Written By Adeep Krishna Keelar


“At the stroke of the midnight hour, while the world sleeps, India will awake to life and freedom…” These were the words of the First Prime Minister as he addressed the citizens of an Independent India, and indeed India was free, free from the tyranny of the British Empire. A lot occurred as the decades passed on, from the first five-year plans to the first railway line opening, to the wars at the borders to the innovation on the agricultural front, yet India was lagging, way behind. With India following the socialistic ideals, with very little development in technology boosted by the high illiteracy rate and agricultural dependence, India remained as an under-developed or a backward nation.

However, it was in the ’80s when a man brought forward a vision, an idea that completely revolutionized India, the vision that saw the exponential rise in the economy. This was the rise of the telecommunication sector which further paved a path for the IT sector, which is the biggest industry in India today. The man behind this was none other than Satyan Pitroda or Sam Pitroda.

Technical advancements in India had a poor start, with very few companies and educational institutes that worked on computation, few computers were available at top institutes such as the Tata Institute of Fundamental Research and the Indian Institute of Technology, Kanpur. Research and development were slow, however, a network was established between the computers of the research institutes, by 1989 the internet was established in India. However, Government policies were strict, and indigenous computer sales were poor. It took years to import computers! Under the leadership of the then Prime Minister Indira Gandhi and her successor Rajiv Gandhi, policies were changed for faster movement of software. This was the time Sam Pitroda, the telecommunication engineer returning from the States decided to help modernize India’s telecommunication system. Frustrated about how hard it was to call his family from Chicago, he returned to India and started the Center for Development of Telematics, C-DOT. With Pitroda’s leadership under the Rajiv Gandhi government, this autonomous telecom R&D organization was responsible for the telecom revolution in rural India bringing an all-around socio-economic development from global connectivity. Telecom switching products suited for Indian conditions appeared all over the country, the technology spreading across the country.

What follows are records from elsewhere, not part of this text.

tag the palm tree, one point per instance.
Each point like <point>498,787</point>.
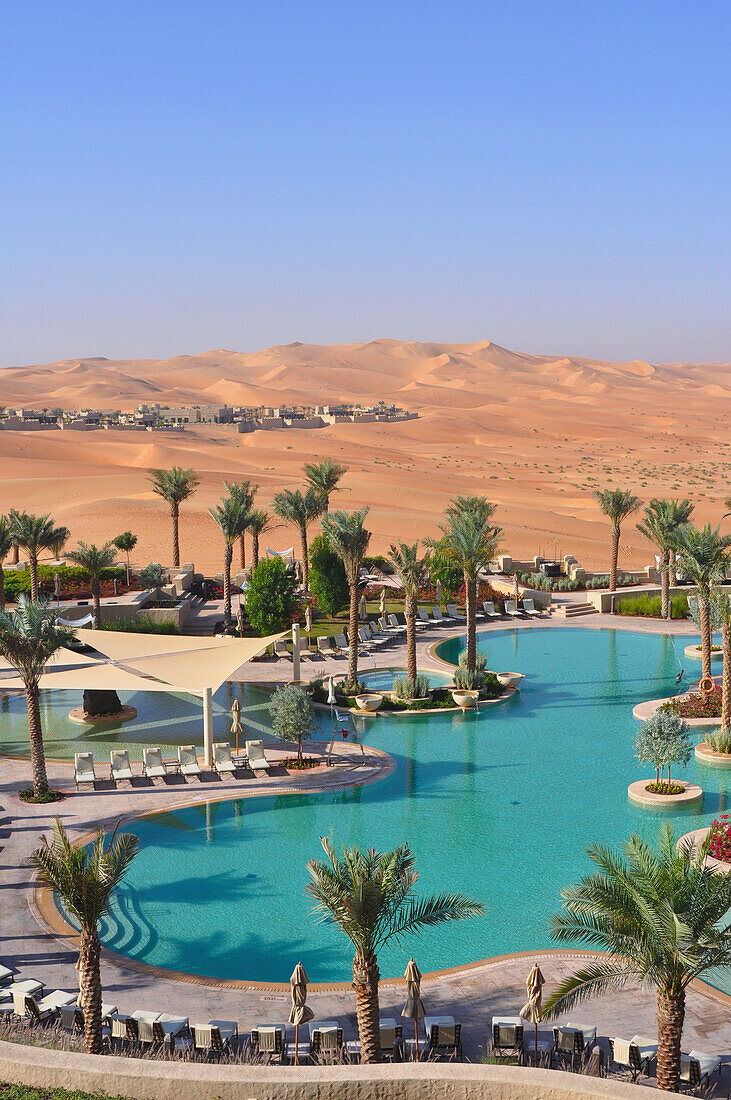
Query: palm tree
<point>95,560</point>
<point>350,540</point>
<point>29,638</point>
<point>231,516</point>
<point>471,541</point>
<point>660,917</point>
<point>324,477</point>
<point>125,542</point>
<point>86,878</point>
<point>701,554</point>
<point>300,509</point>
<point>617,504</point>
<point>369,895</point>
<point>412,573</point>
<point>175,486</point>
<point>34,534</point>
<point>243,492</point>
<point>6,547</point>
<point>258,523</point>
<point>662,520</point>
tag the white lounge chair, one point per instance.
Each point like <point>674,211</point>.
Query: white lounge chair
<point>188,760</point>
<point>256,759</point>
<point>152,762</point>
<point>84,769</point>
<point>222,760</point>
<point>120,765</point>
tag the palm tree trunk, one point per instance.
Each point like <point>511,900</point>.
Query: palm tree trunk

With the Government working to spread telecommunication, several private companies began to see opportunities for expansion with the large amount of data that needed processing. Tata Consultancy Services was the earliest company that entered the field of telecommunication data processing, this was the rise of Information Technology Service Management. Following soon were companies like Hindustan Computers Limited (HCL), Western Indian Palm Refined Oil Limited (WIPRO), Infosys, etc.

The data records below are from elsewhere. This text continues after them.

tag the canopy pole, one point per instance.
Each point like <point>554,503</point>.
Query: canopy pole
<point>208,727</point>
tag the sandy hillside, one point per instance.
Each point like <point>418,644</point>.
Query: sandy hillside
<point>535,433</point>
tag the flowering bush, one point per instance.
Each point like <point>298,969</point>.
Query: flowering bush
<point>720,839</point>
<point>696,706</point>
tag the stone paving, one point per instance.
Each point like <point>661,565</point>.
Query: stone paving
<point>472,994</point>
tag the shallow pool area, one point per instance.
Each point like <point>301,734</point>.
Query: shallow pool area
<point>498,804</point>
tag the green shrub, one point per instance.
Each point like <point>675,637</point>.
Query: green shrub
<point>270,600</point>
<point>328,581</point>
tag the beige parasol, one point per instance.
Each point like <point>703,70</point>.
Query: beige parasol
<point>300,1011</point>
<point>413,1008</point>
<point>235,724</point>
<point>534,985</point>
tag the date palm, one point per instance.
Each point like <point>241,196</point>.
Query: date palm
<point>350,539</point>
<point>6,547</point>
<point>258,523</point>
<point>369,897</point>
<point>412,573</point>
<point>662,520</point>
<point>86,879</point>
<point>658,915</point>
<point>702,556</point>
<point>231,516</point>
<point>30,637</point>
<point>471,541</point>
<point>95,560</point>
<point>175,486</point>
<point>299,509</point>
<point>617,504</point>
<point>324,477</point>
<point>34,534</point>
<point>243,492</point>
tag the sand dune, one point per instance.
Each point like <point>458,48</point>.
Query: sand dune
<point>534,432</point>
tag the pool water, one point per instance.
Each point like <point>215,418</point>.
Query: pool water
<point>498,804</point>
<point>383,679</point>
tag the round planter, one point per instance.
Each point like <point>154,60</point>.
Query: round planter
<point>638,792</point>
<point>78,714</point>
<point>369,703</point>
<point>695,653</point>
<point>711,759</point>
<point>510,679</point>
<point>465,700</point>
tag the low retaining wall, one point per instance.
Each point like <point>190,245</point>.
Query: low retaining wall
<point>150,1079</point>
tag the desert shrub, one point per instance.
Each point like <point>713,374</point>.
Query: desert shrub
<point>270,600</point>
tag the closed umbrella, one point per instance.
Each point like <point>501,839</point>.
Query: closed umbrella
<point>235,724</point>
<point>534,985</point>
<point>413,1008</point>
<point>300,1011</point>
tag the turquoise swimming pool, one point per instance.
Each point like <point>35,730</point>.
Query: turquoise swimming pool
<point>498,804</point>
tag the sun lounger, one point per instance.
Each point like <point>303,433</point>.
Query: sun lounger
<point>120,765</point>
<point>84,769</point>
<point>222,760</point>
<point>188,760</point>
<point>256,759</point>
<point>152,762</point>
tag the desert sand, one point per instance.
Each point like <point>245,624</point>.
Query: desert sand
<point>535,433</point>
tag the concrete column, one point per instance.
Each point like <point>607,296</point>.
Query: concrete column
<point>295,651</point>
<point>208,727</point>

Jobs were increasing by the day, more employees were required to work on the increasing amount of data being collected, this saw the rise in the number of jobs which were provided to those who were educated enough, this also led to the improvement in employment and literacy rates. More foreign companies began to form ventures and more data was being stored and looked into, the IT sector began to boom massively.

The economy of India began to rise slowly, with the introduction of the telecommunication sector. It saw more growth and by the late ’90s, the IT sector began to take over by large, thus the revolution was taking over. IT contributed a large amount to the Indian GDP. By 2006, it had contributed over 40% of the total amount, spanning economic and infrastructural growth, quality infrastructure, and money were pumped to the increasing demands. Furthermore, more companies began to develop and thrive in cities and towns, thus developing them from their rural roots to bustling cities with activity. IT also contributed 30% of export earnings. Many cities such as Bangalore, Hyderabad, Pune, Chennai, Delhi saw massive growth with a large number of companies opening offices and centres in the cities.

“Progress is impossible without change, and those who cannot change their minds cannot change anything”
A country of farmers and agriculture, today is the fourth-largest hub of IT and computer services. This was possible because of a vision of a man who wanted to provide change. Development is an integral part of a country’s growth, it has benefited all in the process. A revolution that has improved the status of the country, provided jobs, and educated the youth, that has provided the breakthrough and helped build strong relations and connected the whole world, one can agree, this was the incident that has changed the course of independent and modern India.